Devices validate configuration and input changes for length, character type, and acceptable values and ranges before applying them. This validation is dependent on the configuration or input being applied (e.g. ACL entries). Configuration and input validation is explicitly defined in relevant sections of the specification.

CM47

Device management service uses a secure communication mechanism for reconfiguration.

CM51

Battery powered Devices respond to excessive queries by rate limiting (even limiting the rate to zero if desired).

CM57

Devices implement resiliency features (e.g., responding to secure boot failures with recovery or error signaling mode) to detect and handle compromise.

CM58

Devices support OTA firmware updates. Devices validate the authenticity and integrity of the firmware prior to installation.

CM59

Manufacturers monitor newly discovered vulnerabilities and provide software updates to address them.

CM62

Protection against physical attacks (especially those that impact cybersecurity) is needed for some Devices, as determined by the manufacturer.

CM77

All Devices protect the confidentiality of attestation (DAC) private keys. The level and nature of protection for these keys may vary depending on the nature of the Device.

CM78

Devices use random initialization vectors.

CM87

All Nodes protect the confidentiality of operational credential private keys.

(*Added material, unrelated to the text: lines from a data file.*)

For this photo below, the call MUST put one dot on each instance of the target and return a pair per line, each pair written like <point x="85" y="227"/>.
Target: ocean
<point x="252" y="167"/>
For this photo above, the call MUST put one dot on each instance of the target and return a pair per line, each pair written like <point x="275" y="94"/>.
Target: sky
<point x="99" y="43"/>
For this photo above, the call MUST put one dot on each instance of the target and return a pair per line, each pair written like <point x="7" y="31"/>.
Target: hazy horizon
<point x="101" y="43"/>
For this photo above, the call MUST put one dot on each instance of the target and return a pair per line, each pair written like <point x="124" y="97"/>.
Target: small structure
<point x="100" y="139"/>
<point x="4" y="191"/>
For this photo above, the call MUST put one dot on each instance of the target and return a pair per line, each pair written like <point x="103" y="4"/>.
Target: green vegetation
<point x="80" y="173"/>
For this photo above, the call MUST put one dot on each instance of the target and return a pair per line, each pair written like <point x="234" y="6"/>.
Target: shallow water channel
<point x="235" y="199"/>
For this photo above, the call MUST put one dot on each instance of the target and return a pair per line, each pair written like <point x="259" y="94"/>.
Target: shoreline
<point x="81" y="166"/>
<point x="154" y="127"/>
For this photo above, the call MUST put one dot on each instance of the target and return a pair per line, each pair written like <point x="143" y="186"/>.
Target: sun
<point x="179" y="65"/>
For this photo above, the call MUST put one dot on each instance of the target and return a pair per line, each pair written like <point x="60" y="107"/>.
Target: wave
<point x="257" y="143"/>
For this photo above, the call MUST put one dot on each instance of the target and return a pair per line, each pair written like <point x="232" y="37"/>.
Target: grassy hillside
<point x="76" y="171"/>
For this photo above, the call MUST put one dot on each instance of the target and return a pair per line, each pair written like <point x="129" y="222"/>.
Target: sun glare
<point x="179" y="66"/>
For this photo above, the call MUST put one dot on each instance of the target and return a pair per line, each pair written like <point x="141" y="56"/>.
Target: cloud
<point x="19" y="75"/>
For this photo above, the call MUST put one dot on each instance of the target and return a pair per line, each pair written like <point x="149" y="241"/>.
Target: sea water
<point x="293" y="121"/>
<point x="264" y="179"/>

The level and nature of protection for these keys may vary depending on the nature of the Nodes.

CM89

The setup code is not photographable (e.g., NFC) or not visible when installed (e.g., QR code hidden with a flap).

CM99

Devices utilize multiple hashes in PBKDF.

CM100

Device exits commissioning mode after 20 failed commissioning attempts.

CM107

Devices include protection (if it exists) against known remote attacks that can be used to extract or infer cryptographic key material.

CM113

Fusing of Production Devices is done correctly. For example, disabling debug interfaces, and programming trust anchors for secure boot. There are multiple options to secure fusing on the factory floor (e.g., physically securing the fusing station, pre-fusing the silicon, etc).

ID

Description

CM152

Device manufacturers provide a way to secure a static Passcode after initial commissioning so that it is not available for unauthorized agents.

CM154

A device manufacturer implements Section 5.6.2, “Basic Commissioning Method (BCM)” only for devices that adequately secure the Passcode.

CM160

Vendors sign off on some other entity posting data about their products to the DCL.

CM163

Tightly restrict access to Validator Nodes (e.g., with VPN that only permits Validator Nodes, Observer Nodes, and authenticated clients with write access).

CM166

Matter vendors run and use their own Observer Node and restrict access to it to make sure that it stays available to that company’s DCL clients.

CM167

Matter vendors protect DCL private keys in HSM equipped servers.

CM169

All parameters passed in transactions and queries to the DCL pass input validation checks.